The curve C is defined parametrically by x = (1+t)^(2/3), y = lnt^2, t < than or = to -1
Find the exact volume generated when the area of the region enclosed by C, the lines x = 0, x = 1 and the x-axis is rotated through 2pi radians about the y-axis.

This is my working:
Req. vol. = Vol. of cylinder - Vol. of curve rotated about y axis from y = 0 to y = ln4
(y = ln4 is the intersection b/w C and the line x = 1)
Vol. of cylinder = pi(r^2)(h) = pi(1^2)(ln4) = (pi)(ln4)
For vol. of the curve,
y = ln(t^2) => t = e^(y/2)
Subst. into x = (1+t)^(2/3), x = [1+e^(y/2)]^(2/3)
Vol. of curve = pi * (integrate x^2 dy from y = 0 to y = ln4)
where x^2 = [1+e^(y/2)]^(4/3)

However, the vol. of curve found is much bigger than the vol. of cylinder. What went wrong?
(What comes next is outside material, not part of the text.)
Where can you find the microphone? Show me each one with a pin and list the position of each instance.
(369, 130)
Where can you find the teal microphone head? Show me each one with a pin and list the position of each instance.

2. ## Re: Parametric Curves and Volume of the area rotated about y-axis

Originally Posted by Blizzardy
Hi guys! Need help with this question please,

The curve C is defined parametrically by x = (1+t)^(2/3), y = lnt^2, t < than or = to -1
Find the exact volume generated when the area of the region enclosed by C, the lines x = 0, x = 1 and the x-axis is rotated through 2pi radians about the y-axis.

This is my working:
Req. vol. = Vol. of cylinder - Vol. of curve rotated about y axis from y = 0 to y = ln4
(y = ln4 is the intersection b/w C and the line x = 1)
Vol. of cylinder = pi(r^2)(h) = pi(1^2)(ln4) = (pi)(ln4)
For vol. of the curve,
y = ln(t^2) => t = e^(y/2)
Subst. into x = (1+t)^(2/3), x = [1+e^(y/2)]^(2/3)
Vol. of curve = pi * (integrate x^2 dy from y = 0 to y = ln4)
where x^2 = [1+e^(y/2)]^(4/3)

However, the vol. of curve found is much bigger than the vol. of cylinder. What went wrong?
you are using cross-sections of disks ... did you look at the graph of the curve? Seems the method of washers is needed to rotate the described region about the y-axis.

also, note that since $t \le -1$ ...

$t^2 = e^y$

$t = -e^{y/2}$

so, $x = (1 - e^{y/2})^{2/3}$

$V = \pi \int_0^{\ln{4}} 1 - (1 - e^{y/2})^{4/3} \, dy$